1. Using source_code_hash
:
resource "aws_lambda_function" "example" {
function_name = "my-function"
s3_bucket = "my-bucket"
s3_key = "my-function.zip"
source_code_hash = filebase64sha256("my-function.zip")
# ... other configurations like runtime, handler, memory etc.
runtime = "python3.9"
handler = "index.handler"
memory_size = 128
}
This code snippet calculates the SHA256 hash of your my-function.zip
file and uses it as the source_code_hash
. Terraform will only update the Lambda function when the content of the zip file changes, resulting in a different hash.

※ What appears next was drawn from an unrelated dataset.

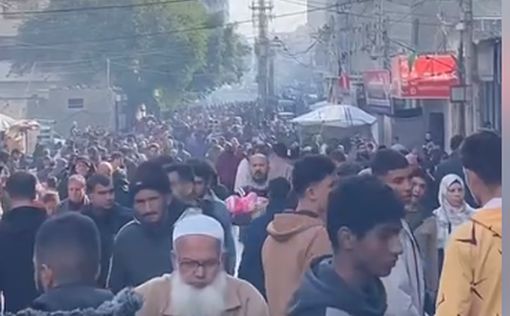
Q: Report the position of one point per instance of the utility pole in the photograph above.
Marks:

2. Triggering updates with null_resource
:
resource "null_resource" "lambda_update" {
triggers = {
code_hash = filebase64sha256("my-function.zip")
}
provisioner "local-exec" {
command = "echo 'Code updated, triggering Lambda deployment...'"
}
}
resource "aws_lambda_function" "example" {
function_name = "my-function"
s3_bucket = "my-bucket"
s3_key = "my-function.zip"
# ... other configurations
depends_on = [null_resource.lambda_update]
}
This example introduces a null_resource
named lambda_update
. This resource has a trigger that monitors the SHA256 hash of your my-function.zip
file. Whenever the hash changes, indicating a code update, the null_resource
triggers and runs the specified command. The aws_lambda_function
resource depends on this null_resource
, ensuring that any change in the code triggers a Lambda function update.
3. Using deployment packages:
While not directly shown in code, this approach involves packaging your Lambda function code and its dependencies into a zip file. This zip file is then uploaded to S3 and referenced in your Terraform code. This approach simplifies dependency management and deployments, especially for larger Lambda functions.
4. Leveraging Terraform modules:
# modules/lambda-function/main.tf
resource "aws_lambda_function" "example" {
function_name = var.function_name
s3_bucket = var.s3_bucket
s3_key = var.s3_key
source_code_hash = filebase64sha256(var.s3_key)
# ... other configurations
}
# main.tf
module "my_lambda_function" {
source = "./modules/lambda-function"
function_name = "my-function"
s3_bucket = "my-bucket"
s3_key = "my-function.zip"
}
This example demonstrates creating a reusable Terraform module for deploying Lambda functions. The module encapsulates the Lambda function resource and its configuration. You can reuse this module across different projects and environments, promoting consistency and reducing code duplication.
By implementing these strategies, you can ensure that Terraform efficiently manages your Lambda function deployments and updates them only when necessary, based on actual code changes. This approach leads to more predictable and reliable deployments.
This section provides additional context and considerations for the strategies outlined in the document:
General Considerations:
source_code_hash
might suffice. For more frequent updates or integration with CI/CD pipelines, null_resource
offers more flexibility.Specific to source_code_hash
:
Specific to null_resource
:
null_resource
to monitor different files or resources. This allows for finer control over when to update your Lambda function.external
data sources within null_resource
to trigger updates based on events outside your Terraform code, such as a successful build in your CI/CD pipeline.Specific to Deployment Packages:
Specific to Terraform Modules:
Security Best Practices:
By incorporating these additional notes and best practices, you can establish a robust and efficient workflow for managing your Lambda function deployments with Terraform.
| Strategy | Description
By implementing these strategies and considering the additional notes, you can establish a robust and efficient workflow for managing your Lambda function deployments with Terraform, ensuring that your infrastructure code accurately reflects the state of your Lambda functions and updates are deployed automatically and reliably whenever the underlying code changes. This approach leads to more predictable deployments and allows you to focus on building and improving your applications.